Niswarth: Departure

Friday, June 17, 2016

            This trip, steeped and stinking already with the desire to escape and renew, takes me by surprise. It is being Presented to me, using the word presented most literally, as in handed to me like a gift. An opportunity yearned for so often by others, unabashedly: a clean slate. Even an encouraging nod towards leaving behind the me that existed before going on this trip. And it screams an assumption that before, say, the relentless humdrum of Andover took over my life, I was less lost; there is some sort of stained, morphed, self that was more admirable in its purest state. This shakes me, I was unaware of how sure I am that No not now, but at some point I was truly good. These are the moments when the word ‘faith’ gains shape and hue in my mind.

It strikes me as comical, to find aspects about this trip so comforting already. Daniel is writing with Lucida Handwriting, after I bulwarked him from his third Disney movie. Shyan showed up with a fanny pack, and it’s pleasing that I don’t know him yet so I’m not sure if it’s worn ironically or not. There are lights, I wonder if anyone else lingered on them, on the ceiling of the aisles on the plane, dots of stars when the cabin goes dark. I’m going to India, stopping at Dubai, where Julia will meet us from her first time with her mother in Korea, something groundbreaking and momentous for her that I already feel I have missed by not having been there with her. Which leaves me to my worries. Silly, to start the trip with worries but here it is: How can I make this journey inclusive when I return. I loathe the idea of the line running through my mind, you had to be there.

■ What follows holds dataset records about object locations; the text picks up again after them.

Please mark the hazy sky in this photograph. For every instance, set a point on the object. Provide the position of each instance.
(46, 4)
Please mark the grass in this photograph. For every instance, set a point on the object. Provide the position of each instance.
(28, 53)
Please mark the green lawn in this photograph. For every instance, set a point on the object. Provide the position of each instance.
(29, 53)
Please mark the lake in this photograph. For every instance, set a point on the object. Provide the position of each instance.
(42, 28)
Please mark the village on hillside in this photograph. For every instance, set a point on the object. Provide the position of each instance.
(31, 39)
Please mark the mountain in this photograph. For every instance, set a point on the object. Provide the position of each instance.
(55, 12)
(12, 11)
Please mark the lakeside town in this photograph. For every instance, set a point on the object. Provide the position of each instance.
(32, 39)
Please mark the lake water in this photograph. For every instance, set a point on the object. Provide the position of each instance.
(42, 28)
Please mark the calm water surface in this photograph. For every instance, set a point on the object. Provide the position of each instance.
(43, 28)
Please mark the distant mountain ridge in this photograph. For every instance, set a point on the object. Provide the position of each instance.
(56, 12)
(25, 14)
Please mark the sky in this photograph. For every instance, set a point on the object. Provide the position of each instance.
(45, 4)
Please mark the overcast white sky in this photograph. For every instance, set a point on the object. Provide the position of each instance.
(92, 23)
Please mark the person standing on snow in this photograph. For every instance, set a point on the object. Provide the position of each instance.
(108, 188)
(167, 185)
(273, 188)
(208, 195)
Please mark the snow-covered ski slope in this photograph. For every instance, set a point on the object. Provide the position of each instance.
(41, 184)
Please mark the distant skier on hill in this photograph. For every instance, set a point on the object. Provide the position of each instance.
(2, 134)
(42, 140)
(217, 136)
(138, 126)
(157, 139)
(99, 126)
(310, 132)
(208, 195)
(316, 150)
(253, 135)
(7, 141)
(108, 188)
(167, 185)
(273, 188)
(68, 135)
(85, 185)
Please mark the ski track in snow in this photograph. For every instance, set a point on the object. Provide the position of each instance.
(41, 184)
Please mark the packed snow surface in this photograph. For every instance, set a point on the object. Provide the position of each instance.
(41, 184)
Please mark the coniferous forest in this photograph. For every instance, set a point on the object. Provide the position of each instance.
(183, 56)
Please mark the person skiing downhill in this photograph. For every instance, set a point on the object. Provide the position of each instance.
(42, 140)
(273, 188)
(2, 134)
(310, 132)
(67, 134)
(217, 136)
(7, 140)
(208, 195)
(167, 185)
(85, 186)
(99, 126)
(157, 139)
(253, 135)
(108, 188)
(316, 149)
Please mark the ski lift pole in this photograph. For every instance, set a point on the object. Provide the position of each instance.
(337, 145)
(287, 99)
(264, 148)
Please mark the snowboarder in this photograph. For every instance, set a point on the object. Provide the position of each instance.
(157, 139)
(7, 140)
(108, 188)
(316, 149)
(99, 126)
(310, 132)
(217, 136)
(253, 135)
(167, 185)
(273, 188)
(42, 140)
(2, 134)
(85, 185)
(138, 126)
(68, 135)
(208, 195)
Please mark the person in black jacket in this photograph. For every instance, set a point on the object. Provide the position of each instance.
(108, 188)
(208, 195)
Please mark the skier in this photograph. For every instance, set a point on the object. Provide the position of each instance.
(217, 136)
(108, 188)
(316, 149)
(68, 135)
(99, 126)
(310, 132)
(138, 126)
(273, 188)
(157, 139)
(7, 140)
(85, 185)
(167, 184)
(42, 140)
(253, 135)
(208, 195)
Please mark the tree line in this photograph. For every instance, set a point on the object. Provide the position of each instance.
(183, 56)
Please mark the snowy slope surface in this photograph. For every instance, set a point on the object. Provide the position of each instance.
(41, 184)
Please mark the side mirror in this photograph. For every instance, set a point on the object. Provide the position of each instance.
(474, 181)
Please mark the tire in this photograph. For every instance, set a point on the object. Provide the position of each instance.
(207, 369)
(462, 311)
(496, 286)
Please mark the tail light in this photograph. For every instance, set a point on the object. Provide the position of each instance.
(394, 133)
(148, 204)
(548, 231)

This trip is not about school, but the first two weeks of summer were. And it incapacitates me to doubt my own intentions: Maybe my true worry is about being unable to impart wisdom into an essay for an application to a university. I feel a fear that will not rise rapidly and panic my body but rather flood and sweep away homes for hopes dismissed, not forgotten. These homes are not seated deep in my heart but are already shy and small and wedged in the crooks of my elbows and in between my toes. I can’t help but wonder if my mind is so stuck in this inscrutable negativity, stuck in myself, that I have to choreograph optimism into my journals intentionally, so as not to depress faculty who chose to bring me, bless their souls.

Truth is one of those words that makes me shift in my seat and feel my sock rubbing against my right big toe where I cut my nail just a little bit too far back this morning. I hope I can leave behind this feeling.